In both cases you have $\lambda t=180$ cars expected to pass in the time period and so $$\mathbb P(N=n)=e^{-180}\frac{180^n}{n!}.$$
This intuition is incorrect. When $\lambda = 3$ this means that the mean number of cars per minute is $3$, and so having only $1$ car pass per minute is somewhat unusual; it means fewer cars than usual passed in a minute. When you go up to an hour, the mean number of cars is $180$, and having only $60$ cars pass during that time is much more unusual; it means that there had to be unusually few cars for sixty minutes in a row, which is much less likely than just having unusually few cars for a single minute. In fact
$$ \left( 3e^{-3} \right)^{60} \approx 2.8 \times 10^{-50}$$
so the second probability is a bit higher than the first one to the power of sixty (since there are more ways to get $60$ cars in an hour than just to have one car per minute; some of those minutes there could be fewer cars and other times there could be more). But you can see it's roughly-ish the same ballpark.
The question is a bit like asking what the difference is between flipping heads once and flipping heads $60$ times in a row. The answer is to flip heads $60$ times in a row you have to get very very lucky for a long time! These just aren't the same distribution and the Poisson distribution for larger values of $\lambda$ isn't a scaled version of the Poisson distribution for smaller values of $\lambda$ either.
Edit: Some comment about "units" is also in order.
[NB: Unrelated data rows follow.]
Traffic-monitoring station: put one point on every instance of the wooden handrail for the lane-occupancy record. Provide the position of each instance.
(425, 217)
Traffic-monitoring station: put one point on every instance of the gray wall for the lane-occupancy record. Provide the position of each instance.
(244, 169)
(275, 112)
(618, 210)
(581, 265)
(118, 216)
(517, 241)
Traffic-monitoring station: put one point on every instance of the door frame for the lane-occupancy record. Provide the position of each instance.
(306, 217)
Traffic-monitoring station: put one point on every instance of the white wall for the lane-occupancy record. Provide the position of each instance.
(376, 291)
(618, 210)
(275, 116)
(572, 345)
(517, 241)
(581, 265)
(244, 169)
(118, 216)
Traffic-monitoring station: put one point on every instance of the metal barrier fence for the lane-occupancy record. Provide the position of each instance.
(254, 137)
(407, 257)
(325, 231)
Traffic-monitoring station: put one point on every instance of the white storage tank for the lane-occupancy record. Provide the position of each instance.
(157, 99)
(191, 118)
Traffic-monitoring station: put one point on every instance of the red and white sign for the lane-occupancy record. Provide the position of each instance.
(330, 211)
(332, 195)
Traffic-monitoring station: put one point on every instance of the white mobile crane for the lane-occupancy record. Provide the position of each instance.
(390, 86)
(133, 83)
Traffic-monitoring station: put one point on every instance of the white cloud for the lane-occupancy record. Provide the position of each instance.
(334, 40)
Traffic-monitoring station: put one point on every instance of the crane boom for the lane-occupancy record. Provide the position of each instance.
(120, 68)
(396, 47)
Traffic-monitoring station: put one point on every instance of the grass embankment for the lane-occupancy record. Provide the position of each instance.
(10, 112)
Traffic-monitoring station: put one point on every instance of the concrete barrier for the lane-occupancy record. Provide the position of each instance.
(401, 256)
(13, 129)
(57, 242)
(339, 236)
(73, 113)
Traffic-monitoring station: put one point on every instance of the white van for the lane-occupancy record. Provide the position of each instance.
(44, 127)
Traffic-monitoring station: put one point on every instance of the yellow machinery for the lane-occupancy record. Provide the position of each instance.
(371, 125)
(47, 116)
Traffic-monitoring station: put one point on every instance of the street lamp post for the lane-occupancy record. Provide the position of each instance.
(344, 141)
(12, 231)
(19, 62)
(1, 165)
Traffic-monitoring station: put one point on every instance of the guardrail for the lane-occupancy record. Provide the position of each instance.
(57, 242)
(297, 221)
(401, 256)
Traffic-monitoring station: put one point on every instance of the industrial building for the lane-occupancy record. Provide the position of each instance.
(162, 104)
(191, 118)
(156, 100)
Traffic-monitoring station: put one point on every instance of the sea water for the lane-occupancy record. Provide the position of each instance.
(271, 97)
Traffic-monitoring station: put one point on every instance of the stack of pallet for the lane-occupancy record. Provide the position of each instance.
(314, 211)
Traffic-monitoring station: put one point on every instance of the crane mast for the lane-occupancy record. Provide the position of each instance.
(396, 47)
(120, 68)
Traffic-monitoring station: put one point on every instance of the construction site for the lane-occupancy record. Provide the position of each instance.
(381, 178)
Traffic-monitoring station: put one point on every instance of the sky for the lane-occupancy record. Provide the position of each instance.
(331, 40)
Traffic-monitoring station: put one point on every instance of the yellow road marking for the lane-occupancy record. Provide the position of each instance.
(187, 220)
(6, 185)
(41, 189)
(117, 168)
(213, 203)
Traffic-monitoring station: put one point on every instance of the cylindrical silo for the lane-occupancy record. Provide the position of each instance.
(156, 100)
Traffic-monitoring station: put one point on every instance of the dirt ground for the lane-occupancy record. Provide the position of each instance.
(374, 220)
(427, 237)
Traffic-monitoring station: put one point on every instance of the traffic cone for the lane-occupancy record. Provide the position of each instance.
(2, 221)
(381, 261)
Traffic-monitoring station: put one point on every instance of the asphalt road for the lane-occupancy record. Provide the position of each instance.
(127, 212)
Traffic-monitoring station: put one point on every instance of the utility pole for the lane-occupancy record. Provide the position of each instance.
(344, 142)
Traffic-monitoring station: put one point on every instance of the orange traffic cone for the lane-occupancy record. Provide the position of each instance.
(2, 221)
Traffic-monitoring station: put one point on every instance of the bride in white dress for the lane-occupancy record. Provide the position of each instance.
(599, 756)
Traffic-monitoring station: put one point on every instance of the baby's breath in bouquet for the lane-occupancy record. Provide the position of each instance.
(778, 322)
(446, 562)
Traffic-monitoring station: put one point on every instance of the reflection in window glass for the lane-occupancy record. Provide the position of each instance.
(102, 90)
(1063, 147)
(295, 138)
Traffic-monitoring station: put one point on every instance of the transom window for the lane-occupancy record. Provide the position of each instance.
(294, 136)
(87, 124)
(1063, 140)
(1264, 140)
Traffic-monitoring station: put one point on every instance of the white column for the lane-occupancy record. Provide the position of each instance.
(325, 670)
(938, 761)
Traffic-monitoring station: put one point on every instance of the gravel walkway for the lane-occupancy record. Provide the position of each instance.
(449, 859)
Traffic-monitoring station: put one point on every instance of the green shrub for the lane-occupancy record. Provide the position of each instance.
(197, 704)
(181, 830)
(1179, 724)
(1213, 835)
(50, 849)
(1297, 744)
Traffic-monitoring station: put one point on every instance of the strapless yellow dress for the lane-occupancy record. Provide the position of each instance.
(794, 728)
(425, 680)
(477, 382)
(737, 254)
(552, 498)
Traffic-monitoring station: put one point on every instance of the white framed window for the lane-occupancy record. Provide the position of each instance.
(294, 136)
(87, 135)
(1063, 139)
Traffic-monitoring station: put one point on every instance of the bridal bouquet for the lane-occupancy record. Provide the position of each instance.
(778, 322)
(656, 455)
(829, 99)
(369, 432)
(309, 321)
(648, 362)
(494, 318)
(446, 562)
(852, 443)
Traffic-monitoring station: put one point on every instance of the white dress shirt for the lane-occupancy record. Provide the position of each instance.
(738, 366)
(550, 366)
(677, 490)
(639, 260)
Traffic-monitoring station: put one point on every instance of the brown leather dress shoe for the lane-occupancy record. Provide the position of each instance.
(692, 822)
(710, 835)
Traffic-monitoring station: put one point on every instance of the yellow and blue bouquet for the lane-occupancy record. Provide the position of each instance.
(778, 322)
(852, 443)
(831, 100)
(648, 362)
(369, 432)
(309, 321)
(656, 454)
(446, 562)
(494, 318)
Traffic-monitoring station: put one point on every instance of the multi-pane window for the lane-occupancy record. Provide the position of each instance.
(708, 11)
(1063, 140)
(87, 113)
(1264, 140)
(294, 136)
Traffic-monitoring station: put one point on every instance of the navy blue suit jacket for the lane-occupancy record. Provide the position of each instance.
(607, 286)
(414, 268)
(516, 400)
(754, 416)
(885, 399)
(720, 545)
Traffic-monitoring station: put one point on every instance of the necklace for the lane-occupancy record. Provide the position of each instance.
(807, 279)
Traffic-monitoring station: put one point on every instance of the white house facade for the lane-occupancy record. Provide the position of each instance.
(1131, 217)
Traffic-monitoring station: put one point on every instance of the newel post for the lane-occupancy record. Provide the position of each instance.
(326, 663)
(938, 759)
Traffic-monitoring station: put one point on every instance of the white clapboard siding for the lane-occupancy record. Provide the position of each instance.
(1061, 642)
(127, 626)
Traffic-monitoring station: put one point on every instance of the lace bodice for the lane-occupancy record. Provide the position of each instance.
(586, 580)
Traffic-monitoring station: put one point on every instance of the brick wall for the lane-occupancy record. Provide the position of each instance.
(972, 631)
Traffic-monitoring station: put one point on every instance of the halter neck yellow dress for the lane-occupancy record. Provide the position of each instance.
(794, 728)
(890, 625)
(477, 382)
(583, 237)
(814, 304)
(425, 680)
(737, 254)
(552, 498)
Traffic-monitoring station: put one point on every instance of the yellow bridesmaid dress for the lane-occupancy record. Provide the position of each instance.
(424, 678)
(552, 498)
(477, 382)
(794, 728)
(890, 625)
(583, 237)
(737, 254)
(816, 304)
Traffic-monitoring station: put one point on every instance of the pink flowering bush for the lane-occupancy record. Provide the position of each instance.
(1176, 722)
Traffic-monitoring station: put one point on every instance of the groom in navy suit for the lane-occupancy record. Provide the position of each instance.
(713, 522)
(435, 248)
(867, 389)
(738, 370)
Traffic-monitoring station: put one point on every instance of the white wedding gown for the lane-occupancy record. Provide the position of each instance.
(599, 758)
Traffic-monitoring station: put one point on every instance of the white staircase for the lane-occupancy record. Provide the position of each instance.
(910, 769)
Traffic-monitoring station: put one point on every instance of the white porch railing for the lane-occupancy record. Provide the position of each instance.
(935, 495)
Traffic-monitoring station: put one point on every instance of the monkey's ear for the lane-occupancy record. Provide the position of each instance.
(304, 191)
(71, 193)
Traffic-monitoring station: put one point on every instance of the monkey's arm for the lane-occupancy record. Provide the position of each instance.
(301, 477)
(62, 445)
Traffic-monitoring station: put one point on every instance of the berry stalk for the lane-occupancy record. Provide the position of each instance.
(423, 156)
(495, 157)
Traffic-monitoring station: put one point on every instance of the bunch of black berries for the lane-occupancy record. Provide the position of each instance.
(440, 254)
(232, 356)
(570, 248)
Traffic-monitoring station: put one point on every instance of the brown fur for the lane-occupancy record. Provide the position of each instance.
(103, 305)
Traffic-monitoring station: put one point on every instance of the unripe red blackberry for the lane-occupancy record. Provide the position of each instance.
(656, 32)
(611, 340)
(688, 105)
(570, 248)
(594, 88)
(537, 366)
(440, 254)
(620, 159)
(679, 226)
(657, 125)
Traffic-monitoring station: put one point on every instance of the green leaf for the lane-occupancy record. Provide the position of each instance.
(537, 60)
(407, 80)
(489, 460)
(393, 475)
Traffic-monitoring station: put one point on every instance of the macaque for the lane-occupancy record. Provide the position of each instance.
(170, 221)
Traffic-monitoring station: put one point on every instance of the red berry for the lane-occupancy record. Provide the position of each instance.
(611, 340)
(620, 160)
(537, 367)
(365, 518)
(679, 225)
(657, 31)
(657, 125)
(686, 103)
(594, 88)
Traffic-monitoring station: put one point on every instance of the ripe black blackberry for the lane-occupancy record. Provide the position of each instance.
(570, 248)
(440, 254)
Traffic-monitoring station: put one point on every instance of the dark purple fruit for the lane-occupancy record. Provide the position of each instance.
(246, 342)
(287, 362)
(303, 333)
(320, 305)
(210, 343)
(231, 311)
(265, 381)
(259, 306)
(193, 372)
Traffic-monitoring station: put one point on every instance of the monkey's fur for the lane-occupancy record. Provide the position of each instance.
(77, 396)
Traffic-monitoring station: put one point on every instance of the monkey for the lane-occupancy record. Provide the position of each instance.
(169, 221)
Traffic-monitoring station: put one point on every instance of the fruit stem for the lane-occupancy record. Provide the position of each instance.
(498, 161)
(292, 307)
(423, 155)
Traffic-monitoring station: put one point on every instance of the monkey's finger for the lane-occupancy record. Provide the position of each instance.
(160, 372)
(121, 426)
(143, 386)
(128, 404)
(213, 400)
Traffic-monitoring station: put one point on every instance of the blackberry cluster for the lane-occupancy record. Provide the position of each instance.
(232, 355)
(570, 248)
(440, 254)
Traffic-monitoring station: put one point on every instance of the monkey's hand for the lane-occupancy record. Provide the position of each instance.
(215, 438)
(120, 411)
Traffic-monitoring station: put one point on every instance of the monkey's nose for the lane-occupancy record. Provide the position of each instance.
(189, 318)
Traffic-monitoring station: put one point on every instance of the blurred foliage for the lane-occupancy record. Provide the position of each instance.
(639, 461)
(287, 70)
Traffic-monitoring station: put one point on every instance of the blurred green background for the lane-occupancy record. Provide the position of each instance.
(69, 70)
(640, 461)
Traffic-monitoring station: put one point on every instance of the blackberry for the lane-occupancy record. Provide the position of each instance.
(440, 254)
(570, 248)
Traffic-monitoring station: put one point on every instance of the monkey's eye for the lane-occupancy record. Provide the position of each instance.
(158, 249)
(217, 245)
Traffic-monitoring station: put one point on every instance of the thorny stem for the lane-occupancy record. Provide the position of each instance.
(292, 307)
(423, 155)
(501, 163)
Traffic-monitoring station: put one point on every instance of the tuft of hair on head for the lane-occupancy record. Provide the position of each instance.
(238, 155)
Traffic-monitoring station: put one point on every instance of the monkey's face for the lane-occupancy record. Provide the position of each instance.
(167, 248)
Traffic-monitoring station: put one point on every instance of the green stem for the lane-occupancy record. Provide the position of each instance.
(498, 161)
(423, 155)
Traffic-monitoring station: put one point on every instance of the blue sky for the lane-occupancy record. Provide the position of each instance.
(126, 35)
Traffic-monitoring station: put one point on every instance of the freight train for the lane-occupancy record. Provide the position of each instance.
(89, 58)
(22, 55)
I think your intuition is that the parameter $\lambda$ is like a velocity, so it should be expressible in different units (cars per minute, cars per hour) without changing what's going on. This is not correct! Actually the parameter $\lambda$ is and must be dimensionless or else the $e^{-\lambda}$ in the definition of the Poisson distribution doesn't make sense. $\lambda$ is just a number, and the Poisson distribution for small values of $\lambda$ behaves quite differently than for large values of $\lambda$. You can see this concretely in the fact that the mean is $\lambda$ but the standard deviation is $\sqrt{\lambda}$ (which also would not make sense if $\lambda$ had units).
So how do we square this with the impression that "cars per minute" sounds like a quantity with units? The answer is that to get a specific Poisson distribution we have to pick a specific time window; if $3$ cars pass per minute then we can consider the number of cars that pass in a minute and get $P(3)$ or the number of cars that pass in an hour and get $P(180)$, which means that the rate of $3$ cars passing per minute is being multiplied by a number $t$ of minutes, so the time units cancel. The quantity $3t$ is then dimensionless and this is the actual parameter of the Poisson distribution.